When the breathing has reduced, you can listen to calming music to help you distract your mind from the panic. You can also take a walk out in the fresh air, or call a friend and discuss things not related to the attack.
Complications of untreated panic disorder and agoraphobia.
If these conditions are left untreated, there can be both physical and psychological complications.
The person can end up suffering from hypertension, heart diseases and may even have a stroke. Other complications are the emergence of diabetes, weakness of the immune system. This weakening of the immune system will predispose the person to frequent infections, like malaria, bacteria induced illnesses and viruses. Even vaccines may not be potent on such people. So death is easier among such people.

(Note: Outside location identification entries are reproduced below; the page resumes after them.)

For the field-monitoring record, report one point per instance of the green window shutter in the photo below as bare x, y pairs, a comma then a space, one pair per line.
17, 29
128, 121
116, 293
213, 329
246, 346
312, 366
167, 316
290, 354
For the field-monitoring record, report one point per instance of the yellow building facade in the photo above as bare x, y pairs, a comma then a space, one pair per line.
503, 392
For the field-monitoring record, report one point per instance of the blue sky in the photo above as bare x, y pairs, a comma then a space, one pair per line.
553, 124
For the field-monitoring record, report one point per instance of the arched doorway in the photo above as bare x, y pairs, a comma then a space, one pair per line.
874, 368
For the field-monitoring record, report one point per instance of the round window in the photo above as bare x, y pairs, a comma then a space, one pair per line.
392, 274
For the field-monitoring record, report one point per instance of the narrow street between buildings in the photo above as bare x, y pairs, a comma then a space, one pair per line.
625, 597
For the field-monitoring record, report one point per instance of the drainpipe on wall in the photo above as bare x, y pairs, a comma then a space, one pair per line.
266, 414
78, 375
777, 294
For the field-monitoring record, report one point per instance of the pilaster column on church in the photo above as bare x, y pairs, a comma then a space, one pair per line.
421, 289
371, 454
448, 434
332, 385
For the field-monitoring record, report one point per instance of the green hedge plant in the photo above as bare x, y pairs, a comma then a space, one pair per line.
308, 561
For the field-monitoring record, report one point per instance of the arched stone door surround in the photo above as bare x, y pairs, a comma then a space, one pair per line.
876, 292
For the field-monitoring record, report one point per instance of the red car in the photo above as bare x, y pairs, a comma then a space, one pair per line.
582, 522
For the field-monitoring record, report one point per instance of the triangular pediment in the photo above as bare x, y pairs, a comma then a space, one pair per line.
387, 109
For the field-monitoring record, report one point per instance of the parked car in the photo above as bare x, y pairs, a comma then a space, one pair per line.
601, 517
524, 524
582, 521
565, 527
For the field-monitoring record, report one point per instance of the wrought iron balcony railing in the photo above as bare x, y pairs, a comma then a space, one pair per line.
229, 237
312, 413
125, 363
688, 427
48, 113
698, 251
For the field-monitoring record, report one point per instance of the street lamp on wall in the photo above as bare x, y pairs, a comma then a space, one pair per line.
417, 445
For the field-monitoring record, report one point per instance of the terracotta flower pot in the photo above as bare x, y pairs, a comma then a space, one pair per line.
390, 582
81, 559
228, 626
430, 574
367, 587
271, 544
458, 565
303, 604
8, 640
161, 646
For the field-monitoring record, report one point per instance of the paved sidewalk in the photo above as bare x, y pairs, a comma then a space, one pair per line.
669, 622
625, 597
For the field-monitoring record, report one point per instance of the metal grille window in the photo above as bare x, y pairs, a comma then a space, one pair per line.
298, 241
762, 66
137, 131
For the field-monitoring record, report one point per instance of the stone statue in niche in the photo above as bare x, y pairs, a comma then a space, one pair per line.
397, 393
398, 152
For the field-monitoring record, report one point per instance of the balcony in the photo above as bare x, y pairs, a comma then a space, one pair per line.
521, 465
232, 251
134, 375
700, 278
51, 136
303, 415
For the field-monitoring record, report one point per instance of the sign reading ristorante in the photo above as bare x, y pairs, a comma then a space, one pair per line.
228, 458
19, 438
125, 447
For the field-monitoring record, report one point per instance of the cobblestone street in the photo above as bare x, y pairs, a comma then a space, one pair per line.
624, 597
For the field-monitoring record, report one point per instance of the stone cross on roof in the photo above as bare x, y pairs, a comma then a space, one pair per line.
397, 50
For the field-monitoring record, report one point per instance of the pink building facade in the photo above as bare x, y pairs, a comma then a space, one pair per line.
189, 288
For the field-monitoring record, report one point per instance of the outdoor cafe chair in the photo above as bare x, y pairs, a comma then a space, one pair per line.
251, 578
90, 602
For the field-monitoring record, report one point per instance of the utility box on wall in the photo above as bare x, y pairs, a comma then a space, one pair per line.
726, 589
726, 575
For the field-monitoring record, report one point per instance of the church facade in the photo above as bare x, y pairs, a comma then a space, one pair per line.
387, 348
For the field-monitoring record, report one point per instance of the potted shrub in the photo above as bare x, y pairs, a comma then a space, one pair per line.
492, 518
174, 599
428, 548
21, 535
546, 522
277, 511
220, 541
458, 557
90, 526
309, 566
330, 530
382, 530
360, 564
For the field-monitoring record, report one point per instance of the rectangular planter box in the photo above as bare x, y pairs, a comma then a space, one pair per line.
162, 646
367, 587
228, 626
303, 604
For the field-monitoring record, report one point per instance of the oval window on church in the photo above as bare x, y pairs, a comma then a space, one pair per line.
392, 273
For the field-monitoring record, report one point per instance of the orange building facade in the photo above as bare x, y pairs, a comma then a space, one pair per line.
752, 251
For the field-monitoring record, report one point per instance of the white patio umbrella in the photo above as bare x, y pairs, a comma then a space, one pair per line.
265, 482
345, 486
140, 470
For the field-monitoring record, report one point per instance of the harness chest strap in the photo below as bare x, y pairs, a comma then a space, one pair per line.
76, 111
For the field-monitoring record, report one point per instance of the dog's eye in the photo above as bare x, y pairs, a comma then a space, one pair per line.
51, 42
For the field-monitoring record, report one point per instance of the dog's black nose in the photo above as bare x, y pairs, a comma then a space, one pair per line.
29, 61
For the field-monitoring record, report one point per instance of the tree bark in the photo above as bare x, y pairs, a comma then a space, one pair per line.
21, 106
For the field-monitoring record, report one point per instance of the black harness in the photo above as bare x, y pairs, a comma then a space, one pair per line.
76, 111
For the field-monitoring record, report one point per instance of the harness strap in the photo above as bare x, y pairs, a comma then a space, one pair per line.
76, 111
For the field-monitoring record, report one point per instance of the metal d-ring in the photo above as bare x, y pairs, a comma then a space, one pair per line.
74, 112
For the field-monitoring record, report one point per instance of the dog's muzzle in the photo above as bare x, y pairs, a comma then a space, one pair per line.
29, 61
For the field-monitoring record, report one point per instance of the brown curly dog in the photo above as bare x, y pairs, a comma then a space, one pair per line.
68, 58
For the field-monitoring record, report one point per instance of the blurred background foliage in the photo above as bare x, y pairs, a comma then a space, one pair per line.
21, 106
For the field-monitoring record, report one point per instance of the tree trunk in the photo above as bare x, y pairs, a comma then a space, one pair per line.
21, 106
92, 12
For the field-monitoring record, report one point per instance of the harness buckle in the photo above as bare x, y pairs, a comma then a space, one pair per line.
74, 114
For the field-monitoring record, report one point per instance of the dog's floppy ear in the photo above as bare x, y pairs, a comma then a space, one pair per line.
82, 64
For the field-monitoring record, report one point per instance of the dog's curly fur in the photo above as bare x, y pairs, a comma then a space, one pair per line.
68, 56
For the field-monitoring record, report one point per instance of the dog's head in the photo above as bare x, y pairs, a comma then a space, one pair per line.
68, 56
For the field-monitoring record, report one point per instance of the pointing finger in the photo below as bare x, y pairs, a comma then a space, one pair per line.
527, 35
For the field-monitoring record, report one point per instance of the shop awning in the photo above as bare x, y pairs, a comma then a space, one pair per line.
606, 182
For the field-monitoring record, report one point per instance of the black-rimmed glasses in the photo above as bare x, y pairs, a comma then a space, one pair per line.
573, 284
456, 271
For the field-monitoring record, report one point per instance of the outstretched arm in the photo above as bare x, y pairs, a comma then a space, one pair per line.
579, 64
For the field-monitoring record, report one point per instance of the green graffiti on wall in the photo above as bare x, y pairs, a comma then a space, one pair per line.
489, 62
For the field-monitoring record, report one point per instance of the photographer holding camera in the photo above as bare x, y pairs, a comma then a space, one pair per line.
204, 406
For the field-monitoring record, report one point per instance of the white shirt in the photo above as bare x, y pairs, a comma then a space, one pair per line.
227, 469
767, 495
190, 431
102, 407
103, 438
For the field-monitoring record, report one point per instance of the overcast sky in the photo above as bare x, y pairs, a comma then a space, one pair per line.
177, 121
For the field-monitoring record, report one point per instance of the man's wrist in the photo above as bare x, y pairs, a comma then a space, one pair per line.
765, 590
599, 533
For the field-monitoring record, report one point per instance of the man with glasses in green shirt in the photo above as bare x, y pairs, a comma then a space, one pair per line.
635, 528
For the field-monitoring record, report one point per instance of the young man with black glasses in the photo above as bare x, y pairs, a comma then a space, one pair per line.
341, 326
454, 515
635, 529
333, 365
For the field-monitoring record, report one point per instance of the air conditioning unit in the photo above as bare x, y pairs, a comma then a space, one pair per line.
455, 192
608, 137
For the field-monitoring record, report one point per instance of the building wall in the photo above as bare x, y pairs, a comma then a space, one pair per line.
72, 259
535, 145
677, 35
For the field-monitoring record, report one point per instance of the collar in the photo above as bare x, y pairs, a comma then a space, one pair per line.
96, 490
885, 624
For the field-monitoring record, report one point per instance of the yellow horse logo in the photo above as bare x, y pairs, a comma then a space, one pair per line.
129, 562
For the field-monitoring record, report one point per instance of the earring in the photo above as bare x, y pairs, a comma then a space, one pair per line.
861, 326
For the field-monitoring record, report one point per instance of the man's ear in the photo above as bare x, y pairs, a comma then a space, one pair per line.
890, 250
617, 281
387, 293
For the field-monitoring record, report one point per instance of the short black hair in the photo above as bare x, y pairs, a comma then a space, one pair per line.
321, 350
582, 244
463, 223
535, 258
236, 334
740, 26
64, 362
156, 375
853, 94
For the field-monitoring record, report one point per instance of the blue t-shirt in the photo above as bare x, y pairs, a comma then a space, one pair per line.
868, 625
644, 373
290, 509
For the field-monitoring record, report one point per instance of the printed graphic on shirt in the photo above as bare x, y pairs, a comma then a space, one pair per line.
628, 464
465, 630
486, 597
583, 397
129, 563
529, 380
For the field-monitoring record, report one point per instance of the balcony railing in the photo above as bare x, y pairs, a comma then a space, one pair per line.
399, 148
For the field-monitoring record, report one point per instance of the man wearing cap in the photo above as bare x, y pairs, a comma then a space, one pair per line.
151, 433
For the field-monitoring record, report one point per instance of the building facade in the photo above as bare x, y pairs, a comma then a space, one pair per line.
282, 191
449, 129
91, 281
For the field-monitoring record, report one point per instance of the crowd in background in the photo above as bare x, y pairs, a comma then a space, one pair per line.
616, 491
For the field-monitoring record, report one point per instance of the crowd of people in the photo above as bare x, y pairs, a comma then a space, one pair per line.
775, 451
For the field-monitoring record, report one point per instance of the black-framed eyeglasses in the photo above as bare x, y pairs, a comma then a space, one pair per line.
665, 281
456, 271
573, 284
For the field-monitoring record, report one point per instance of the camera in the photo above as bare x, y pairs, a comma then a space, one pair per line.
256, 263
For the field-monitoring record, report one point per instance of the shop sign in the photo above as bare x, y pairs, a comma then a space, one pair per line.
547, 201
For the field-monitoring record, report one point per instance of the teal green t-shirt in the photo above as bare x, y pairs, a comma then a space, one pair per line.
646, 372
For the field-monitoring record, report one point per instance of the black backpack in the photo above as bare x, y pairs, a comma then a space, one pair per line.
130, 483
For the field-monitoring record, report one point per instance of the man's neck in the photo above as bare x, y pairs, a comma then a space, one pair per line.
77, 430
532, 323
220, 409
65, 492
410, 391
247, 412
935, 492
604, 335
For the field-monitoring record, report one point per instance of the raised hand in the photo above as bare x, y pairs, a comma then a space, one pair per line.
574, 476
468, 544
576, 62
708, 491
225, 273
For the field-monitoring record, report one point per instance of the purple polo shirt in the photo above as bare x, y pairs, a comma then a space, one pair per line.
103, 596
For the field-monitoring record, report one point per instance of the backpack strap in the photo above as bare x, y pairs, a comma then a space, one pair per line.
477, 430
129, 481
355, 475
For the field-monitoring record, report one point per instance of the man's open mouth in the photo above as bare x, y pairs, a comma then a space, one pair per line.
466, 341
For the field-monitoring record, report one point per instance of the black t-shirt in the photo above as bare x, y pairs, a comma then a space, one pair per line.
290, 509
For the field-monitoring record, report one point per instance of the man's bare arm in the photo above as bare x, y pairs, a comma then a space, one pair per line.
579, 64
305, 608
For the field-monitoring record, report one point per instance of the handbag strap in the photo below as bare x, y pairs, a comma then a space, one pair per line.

These include having other types of anxiety disorders combining with panic disorder and agoraphobia. Then other mental illnesses can also come in such as depression and even abuse substances such as alcohol, cannabis, etc. Suicidality is a possibility, such as suicidal thoughts acts. And some can actually die by suicide.
Social and economic complications:
Some may stop driving or going to social outings, etc. And finally become house bound. They can lose their jobs, drop out from school and become financially bankrupt.
Their family members also suffer including the spouse and children. This is because the family members receive less attention and more health complaints from the ill person. There are frequent visits to the hospital for the physical illnesses and the mental illnesses. And this drains the family purse.
Can panic disorder and agoraphobia be treated?
Yes, treatment is possible and advisable. Treatment is advisable so as to prevent the complications.
It is very important to consult with specialists such as a psychiatrist and a psychologist. The psychiatrist will make use of medications for the treatment and the psychologist will use talk therapy. This talk therapy is called psychotherapy and different types are used. One is called cognitive behavioural therapy, with which the person is thought how to rearrange his/her thought processes. There is the individual therapy when the person is taught about helpful exercises, diets, good sleep, etc.